Tornando al Parco ed alla Villa Reale. Sono simboli importanti della nostra identità, eppure, come sappiamo, versano in uno stato di semi-abbandono da decenni, a differenza di tante altre regge, come quella di Caserta, per non parlare di Versailles e Schönbrunn. Secondo te come è stato possibile?
La colpa principale è da attribuire ai Savoia. La Villa Reale, infatti, contrariamente a quel che si pensa comunemente, non rientra tra le ville sabaude, ma è un monumento asburgico e napoleonico. Dopo il regicidio i Savoia hanno colpevolmente abbandonato la Villa Reale e permesso che venisse lottizzato il Parco.

D’accordo, dei Savoia non si è mai parlato male abbastanza. Ma perché la ricca Lombardia, i ricchi comuni di Milano e Monza non sono ancora riusciti a recuperare e restaurare questi monumenti? Perché non sono mai riusciti per decenni a portarli seriamente all’attenzione del Ministero?
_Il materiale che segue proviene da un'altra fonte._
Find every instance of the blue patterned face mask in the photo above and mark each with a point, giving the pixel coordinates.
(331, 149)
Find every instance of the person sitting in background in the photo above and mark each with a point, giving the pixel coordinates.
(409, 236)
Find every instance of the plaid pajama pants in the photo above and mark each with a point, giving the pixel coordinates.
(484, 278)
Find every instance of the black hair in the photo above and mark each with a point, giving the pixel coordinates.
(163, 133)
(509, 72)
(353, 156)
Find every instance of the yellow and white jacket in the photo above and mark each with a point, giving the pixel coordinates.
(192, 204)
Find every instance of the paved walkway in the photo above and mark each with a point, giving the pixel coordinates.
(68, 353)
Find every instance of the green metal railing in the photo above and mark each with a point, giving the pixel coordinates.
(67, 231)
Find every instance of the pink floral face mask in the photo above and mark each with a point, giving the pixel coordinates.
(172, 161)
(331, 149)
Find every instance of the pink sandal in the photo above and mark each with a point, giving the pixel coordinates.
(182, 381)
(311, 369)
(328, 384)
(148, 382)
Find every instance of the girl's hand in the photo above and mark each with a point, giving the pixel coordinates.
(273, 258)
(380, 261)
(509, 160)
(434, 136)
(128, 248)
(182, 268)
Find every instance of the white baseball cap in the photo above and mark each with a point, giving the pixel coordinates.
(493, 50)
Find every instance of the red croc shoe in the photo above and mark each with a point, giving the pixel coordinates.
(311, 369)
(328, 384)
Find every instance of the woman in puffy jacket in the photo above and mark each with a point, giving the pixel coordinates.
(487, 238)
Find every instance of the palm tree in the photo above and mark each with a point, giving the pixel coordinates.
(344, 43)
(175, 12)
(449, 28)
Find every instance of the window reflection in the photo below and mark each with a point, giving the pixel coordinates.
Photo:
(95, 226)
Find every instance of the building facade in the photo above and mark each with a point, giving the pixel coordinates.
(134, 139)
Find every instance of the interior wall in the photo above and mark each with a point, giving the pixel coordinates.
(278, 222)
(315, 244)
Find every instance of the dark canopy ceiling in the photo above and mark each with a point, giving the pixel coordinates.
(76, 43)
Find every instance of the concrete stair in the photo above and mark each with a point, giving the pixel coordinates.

Forse perché troppo dediti al “lavurà” come ha scritto recentemente Bassetti?
Perché purtroppo durante tutto il secolo scorso, e tuttora, c’è una grande sottovalutazione dell’importanza di questi monumenti e della loro valenza e potenzialità, non solo culturale ma anche economica. Di questo i monzesi non si sono ancora resi conto perché colonizzati culturalmente da interessi estranei alla città.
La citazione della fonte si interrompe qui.